Circles Mutating into Hexagons
Very soon I realised that the circles were becoming distorted. Distortion with DBH shaping can be a bit of a problem, whereas smoother shaping always enhances your work.
So I made (yet) more circles but incorporated incremental changes each time only to conclude that it’s virtually impossible to make smooth DBH circles as the resulting shape will always ‘pull’ in a certain direction and look odd.
The problem seems to be down to the intrinsic nature of horizontal DBH, which can be summed up as ‘squaring the circle’. So what you end up with is more like a hexagon…
To compensate for this distortion I inadvertently made more stitches to smooth out the hexagon effect.
Then I decided perhaps I needed to take a closer look at Reticella work. This piece is Italian and the figures are mounted on Hollie Point. It’s housed at the V&A.
As you can see above, there aren’t many examples of circular DBH on here but where there are, they’re actually hexagons. With this I went back to the image of The Bag and could see that yes, they had indeed stitched a hexagon and smoothed it out with Pearl Purl, which is what had confused me.
But in researching all of this, always at the back of my mind is my enduring quest to improve my understanding of needle lace techniques generally, especially shaping. So I decided I would ‘go back to the drawing board’ with everything I knew about DBH, because maybe my problem was the decreasing and increasing aspect?
Diagonal Lattice of DBH
The main thing to remember about DBH is that it works up in a diagonal direction, which means that at the ends of every other row, you have half stitches, which sometimes look like ugly gaps.
A lot of stitchers, including myself, will compensate for these gapping holes by making another stitch. This seems the right thing to do as you’re go along, because after all its a filling stitch and you’re ‘filling’, right? but horror of horrors at the end you’re faced with disgusting ‘bunching up’ as seen here:
The example above shows how not to increase, unless you were trying to make a potato shape!!! It also demonstrates my beef about the optical illusion of a diagonal migration.

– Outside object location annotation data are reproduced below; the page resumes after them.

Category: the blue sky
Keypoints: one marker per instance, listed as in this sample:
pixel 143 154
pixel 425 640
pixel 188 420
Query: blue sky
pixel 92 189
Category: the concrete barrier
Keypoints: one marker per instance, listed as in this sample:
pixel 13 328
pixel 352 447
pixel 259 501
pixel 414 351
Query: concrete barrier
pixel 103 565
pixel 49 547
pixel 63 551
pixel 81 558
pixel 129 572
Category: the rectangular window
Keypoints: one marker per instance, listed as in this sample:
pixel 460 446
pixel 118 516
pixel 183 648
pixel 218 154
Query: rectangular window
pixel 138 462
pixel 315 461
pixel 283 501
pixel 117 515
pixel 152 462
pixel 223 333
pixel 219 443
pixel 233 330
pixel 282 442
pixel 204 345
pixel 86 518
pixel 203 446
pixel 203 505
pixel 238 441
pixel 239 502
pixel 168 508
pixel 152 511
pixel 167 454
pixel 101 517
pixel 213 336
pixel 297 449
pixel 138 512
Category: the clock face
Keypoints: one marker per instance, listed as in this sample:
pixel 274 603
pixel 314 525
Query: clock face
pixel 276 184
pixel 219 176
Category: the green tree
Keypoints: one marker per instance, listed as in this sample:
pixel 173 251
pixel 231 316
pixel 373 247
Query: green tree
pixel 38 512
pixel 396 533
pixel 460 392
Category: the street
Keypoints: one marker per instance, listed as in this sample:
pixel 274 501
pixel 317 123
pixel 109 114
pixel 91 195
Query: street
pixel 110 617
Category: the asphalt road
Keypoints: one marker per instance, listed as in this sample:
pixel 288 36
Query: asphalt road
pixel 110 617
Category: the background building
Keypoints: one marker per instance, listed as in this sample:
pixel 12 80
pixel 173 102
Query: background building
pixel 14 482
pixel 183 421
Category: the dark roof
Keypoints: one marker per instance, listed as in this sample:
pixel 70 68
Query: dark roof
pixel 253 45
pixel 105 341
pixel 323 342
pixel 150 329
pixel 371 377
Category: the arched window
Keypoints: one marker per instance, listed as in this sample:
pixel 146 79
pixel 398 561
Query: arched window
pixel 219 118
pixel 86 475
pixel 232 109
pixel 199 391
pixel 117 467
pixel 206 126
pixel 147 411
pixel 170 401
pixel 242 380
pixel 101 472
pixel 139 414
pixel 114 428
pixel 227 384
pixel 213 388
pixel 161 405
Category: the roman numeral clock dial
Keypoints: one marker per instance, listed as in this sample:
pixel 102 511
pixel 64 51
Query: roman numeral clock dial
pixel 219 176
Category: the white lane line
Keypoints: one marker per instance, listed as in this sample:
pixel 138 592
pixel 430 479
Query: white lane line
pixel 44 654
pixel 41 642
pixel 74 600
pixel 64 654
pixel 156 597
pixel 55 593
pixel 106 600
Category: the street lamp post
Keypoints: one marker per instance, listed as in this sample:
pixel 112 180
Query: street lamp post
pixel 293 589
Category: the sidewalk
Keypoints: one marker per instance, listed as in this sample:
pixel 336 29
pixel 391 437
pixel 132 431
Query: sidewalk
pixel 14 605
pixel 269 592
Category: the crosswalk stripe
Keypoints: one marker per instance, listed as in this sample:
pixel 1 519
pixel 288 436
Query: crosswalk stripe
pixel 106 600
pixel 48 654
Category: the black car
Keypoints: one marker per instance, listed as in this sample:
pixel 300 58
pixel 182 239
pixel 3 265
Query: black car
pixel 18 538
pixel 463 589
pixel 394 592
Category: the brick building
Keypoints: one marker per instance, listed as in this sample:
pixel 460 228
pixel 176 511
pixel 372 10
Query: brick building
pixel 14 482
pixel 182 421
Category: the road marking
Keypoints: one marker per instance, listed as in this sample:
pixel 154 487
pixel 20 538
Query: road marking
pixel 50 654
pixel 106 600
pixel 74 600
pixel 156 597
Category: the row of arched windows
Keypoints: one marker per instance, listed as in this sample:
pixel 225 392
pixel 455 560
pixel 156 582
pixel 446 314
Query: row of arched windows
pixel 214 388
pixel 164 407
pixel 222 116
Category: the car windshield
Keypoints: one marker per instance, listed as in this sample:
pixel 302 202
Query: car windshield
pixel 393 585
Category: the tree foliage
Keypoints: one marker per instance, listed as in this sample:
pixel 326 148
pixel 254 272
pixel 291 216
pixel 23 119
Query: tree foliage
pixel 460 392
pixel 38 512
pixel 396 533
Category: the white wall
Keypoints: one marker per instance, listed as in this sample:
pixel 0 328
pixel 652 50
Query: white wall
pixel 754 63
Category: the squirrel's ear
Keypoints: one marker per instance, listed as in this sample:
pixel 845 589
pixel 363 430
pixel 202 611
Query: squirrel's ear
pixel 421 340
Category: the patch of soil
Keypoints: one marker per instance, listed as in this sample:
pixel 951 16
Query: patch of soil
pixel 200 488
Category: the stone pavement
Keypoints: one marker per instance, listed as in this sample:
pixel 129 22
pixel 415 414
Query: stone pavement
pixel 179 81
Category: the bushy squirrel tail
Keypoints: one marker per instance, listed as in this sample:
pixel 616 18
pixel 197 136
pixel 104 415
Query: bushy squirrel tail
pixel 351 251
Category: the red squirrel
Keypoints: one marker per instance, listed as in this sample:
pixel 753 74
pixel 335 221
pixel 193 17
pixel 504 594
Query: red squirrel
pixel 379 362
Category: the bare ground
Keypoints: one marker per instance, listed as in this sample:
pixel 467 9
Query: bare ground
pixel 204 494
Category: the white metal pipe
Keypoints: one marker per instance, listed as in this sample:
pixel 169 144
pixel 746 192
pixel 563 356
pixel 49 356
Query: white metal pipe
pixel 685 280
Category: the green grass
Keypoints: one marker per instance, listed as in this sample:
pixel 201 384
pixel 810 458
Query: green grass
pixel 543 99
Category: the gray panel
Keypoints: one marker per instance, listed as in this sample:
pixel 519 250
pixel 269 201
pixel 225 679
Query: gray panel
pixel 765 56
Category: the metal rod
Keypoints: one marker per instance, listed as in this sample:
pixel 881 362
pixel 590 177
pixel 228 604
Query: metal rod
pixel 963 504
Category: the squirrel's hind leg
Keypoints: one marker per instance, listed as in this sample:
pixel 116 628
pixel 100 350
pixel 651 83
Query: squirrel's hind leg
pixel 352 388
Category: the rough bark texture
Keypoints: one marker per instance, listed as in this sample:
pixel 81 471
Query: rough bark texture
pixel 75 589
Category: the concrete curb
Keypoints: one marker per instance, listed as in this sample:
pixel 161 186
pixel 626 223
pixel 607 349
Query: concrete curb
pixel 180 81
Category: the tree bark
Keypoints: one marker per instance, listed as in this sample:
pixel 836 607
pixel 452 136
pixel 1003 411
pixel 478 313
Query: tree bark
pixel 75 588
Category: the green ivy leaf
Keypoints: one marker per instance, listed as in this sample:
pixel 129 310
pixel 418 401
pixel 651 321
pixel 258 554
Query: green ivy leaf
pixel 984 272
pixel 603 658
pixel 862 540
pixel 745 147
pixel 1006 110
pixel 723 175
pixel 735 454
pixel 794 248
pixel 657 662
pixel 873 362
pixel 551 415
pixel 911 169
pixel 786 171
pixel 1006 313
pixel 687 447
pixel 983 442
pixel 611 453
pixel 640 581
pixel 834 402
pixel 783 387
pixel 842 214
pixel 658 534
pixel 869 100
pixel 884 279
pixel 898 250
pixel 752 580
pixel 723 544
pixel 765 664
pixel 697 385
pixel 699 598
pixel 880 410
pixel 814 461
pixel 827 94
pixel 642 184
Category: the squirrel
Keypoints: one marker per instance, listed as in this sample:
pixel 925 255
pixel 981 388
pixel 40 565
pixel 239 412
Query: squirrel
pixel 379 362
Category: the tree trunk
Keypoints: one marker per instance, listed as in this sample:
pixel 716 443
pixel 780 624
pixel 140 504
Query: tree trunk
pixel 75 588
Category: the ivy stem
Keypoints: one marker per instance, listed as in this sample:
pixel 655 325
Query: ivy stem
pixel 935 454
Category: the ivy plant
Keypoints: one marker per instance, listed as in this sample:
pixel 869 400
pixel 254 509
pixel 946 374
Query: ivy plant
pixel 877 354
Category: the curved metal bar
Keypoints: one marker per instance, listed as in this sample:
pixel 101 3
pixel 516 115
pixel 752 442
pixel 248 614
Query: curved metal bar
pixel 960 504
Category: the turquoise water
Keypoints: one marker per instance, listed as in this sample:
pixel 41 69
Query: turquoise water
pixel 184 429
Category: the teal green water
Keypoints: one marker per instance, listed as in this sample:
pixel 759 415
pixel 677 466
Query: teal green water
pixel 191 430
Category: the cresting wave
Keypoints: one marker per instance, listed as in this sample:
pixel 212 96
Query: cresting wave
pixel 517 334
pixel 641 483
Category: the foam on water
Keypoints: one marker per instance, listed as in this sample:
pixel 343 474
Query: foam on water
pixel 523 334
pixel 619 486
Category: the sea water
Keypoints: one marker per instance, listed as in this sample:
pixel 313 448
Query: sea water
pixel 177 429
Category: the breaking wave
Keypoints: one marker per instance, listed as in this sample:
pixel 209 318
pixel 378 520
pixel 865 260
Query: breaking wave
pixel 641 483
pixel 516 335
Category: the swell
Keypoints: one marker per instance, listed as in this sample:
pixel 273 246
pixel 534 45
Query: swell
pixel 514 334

From what I know now about lattice/stretching/staggering/whole & partial stitches etc, I can see exactly where I started to go wrong, but of course, I didn’t at the time.
You can see at the sides that as one new stitch emerges at the beginning of a row, another disappears at the other end, however, the diagonal pattern lines take your eye from top to bottom, rather than across. In other words the DBH is actually ‘stretching’ out to fit the shape you make in an all-over manner. This means that at the margins there is a predictable pattern of full, half and partial stitches.
In a nutshell, what all this means is that when evaluating if the work is going right or wrong, I’ve found it helps a lot if you understand the diagonal pattern and watch it as you stitch.
Now I need to break off at this point and point out that I always stitch DBH upside down. That doesn’t mean I start from the bottom of a shape and work my way up, it means I literally turn the work upside down and have the needle pointing away from me. The exact opposite of how the diagrams instruct us. The end result is exactly the same as everyone else's but a hellava lot easier.
I used to work it as we’re told to in stitch diagrams and all the various books but I visited the Needle Lace Museum in Alencon in France in 2007 and saw a fascinating demonstration given by a retired lace worker and the FIRST lesson she taught us (in French) was to turn the work round and point the needle away, so that you can work needle lace stitches faster and more easily in regard to the position of the wrist. R.S.I. of the wrist is to be avoided as much as possible, whenever possible. Wrists kind of wear out! Apart from it being faster this way and less awkward, I also found, much to my delight that, instantly my needle lace stitches were neater and more consistent.
Now I read recently that Mediterranean knotted needle lace makers have ‘the needle pointing away from you’. If that’s the correct distinction, that’s fine because all I know is I have to save my wrist and I also have to work fast or else I get bored.
The other point I should mention (because I deleted that post and have to expand on it before I can put it back on here again) is this:
IF YOU ARE RIGHT HANDED YOU SHOULD WORK BUTTONHOLE STITCHES FROM LEFT TO RIGHT.
IF YOU ARE LEFT HANDED YOU SHOULD WORK BUTTONHOLE STITCHES FROM RIGHT TO LEFT.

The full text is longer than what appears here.